Live: Teary of Eye; Bereft of Speech. Perfume Genius, St Mary's Church Brighton.

Sacrilegious or sardonic as it may be on behalf of the bookers of Brighton or elsewhere (re: the latter tonight's spotlights are of exclusively satanic hue), whether ardent believer, agnostic or outright atheist there's incontestably no better venue than your local House of the Lord. Yet a four pack ring strewn before the altar and a bar at the back demonstrate a slight disregard for location and indeed this divine setting ensures the unshakably uncomfortable sensations of any given Sunday are immediately imitated upon entrance. That hideous gut-wrench signalling an imminent return to the institutionalised authority education provides; the disintegration of any diversion over the following five days at the very least. However in amongst the harrowing desolation and despondency of Perfume Genius' lamentably breviloquent set at The Great Escape was located an intense delight.

Albeit a sombre affair fit for the most hallowed of Seventh-day Sabbaths, Hadreas constructs a wall of immovable, absolutely impenetrable emotivity that floors you (quite literally in umpteen cases – pert buttocks perch atop many a corroded tile); leaves you there whimpering for a little while; then picks you up, dusts you down, and whisks you home. Quite pertinently, the gospel-fringed grandiosity of Take Me Home torments the mind throughout the subsequent traintrack trundle, gradually seducing the thing back to bed.

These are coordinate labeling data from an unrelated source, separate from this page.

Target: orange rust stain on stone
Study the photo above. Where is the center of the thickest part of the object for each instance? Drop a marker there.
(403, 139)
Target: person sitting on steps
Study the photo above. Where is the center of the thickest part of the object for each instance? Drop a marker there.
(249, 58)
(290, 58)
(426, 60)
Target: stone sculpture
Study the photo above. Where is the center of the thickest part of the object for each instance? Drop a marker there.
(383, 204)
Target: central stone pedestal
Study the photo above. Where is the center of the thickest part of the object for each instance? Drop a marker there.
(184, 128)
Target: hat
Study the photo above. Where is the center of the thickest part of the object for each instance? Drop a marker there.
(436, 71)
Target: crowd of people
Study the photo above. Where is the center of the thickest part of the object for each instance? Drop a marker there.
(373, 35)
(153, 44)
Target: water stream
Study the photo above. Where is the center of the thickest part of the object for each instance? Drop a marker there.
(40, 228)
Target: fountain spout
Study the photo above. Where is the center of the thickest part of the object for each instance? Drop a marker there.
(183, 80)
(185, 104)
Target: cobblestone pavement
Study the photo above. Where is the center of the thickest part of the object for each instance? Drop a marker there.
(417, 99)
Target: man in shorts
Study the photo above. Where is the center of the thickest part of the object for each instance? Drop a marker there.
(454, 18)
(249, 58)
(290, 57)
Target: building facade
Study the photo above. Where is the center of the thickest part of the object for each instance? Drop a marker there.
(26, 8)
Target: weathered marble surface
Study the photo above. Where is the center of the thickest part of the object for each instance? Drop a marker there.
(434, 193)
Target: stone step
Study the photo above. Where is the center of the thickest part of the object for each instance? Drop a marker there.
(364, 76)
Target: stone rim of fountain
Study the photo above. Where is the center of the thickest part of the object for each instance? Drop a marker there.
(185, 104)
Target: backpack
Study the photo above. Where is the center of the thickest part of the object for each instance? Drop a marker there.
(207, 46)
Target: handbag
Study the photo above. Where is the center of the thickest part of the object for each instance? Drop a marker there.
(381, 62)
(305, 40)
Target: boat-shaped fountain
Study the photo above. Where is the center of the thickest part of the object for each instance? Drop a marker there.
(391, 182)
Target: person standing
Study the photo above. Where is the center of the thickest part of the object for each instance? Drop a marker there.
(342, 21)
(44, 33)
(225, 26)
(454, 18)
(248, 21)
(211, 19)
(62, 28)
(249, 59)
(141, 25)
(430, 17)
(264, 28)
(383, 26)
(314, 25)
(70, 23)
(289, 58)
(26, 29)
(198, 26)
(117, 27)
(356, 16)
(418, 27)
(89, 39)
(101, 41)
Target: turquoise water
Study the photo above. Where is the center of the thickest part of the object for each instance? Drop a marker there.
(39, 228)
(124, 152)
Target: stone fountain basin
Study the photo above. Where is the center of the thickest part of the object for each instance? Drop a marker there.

Situated in the so-called 'gay quarter' of Kemp Town, St Mary's Church is an ever more intriguing setting from which Hadreas may enthral: his widely documented homosexuality plays an entirely formative role within his sparse, subdued and sumptuously dark lyrical twists and turns and here it consequently seems if not antagonistic then inherently problematic, given the antimony of the Catholic Church toward the acting upon his sexual orientation. Thus as he pleads: "Please pray for me" his words are imbued with an almost supernal poignancy for however full Heaven may be or indeed however sinful Hadreas may have been according to the scriptures and tables of stone of yore there can't not be room for this particular number. 17 too, with its lyrics of stringing things up on fences and dousing them "with semen", assumes an astonishing, unspeakably dumbfounding discomfort. For want of a more applicable terminology, it's rather apparent that Hadreas couldn't give a toss about the powers that be, celestial or otherwise.

From the hymnal rumble of No Tear, to the sullen anthemia of Hood, to the playful, puppy-like refrains of Learning it's an intensely affecting show and one that ideally exhibits Hadreas' wide-eyed naïveté. His eyes blackened and pupils possessed, they're surely more sizeable than "grandpa's eyes" and could questionably be more inviting than "the hands of God" even when coated in that glistening patina of great comfort, as referenced on an emotionally commotional Dark Parts. Reduced to a shivering, quivering wreck with legs ungainly sprawled across chilling floor All Waters and Sister Song tickle bulging tear ducts as both provide the consummate sonic perception of the utmost loneliness, Hadreas seemingly ever so jejune and essentially a little petrified by the devastating power he now musically wields. Although I feel somewhat hesitant to delve down blasphemous pitfall, well, Hadreas merits this sort of gay literary abandon: if Jesus died for the sins of men then he this evening went some way to justifying said great carnal sacrifice.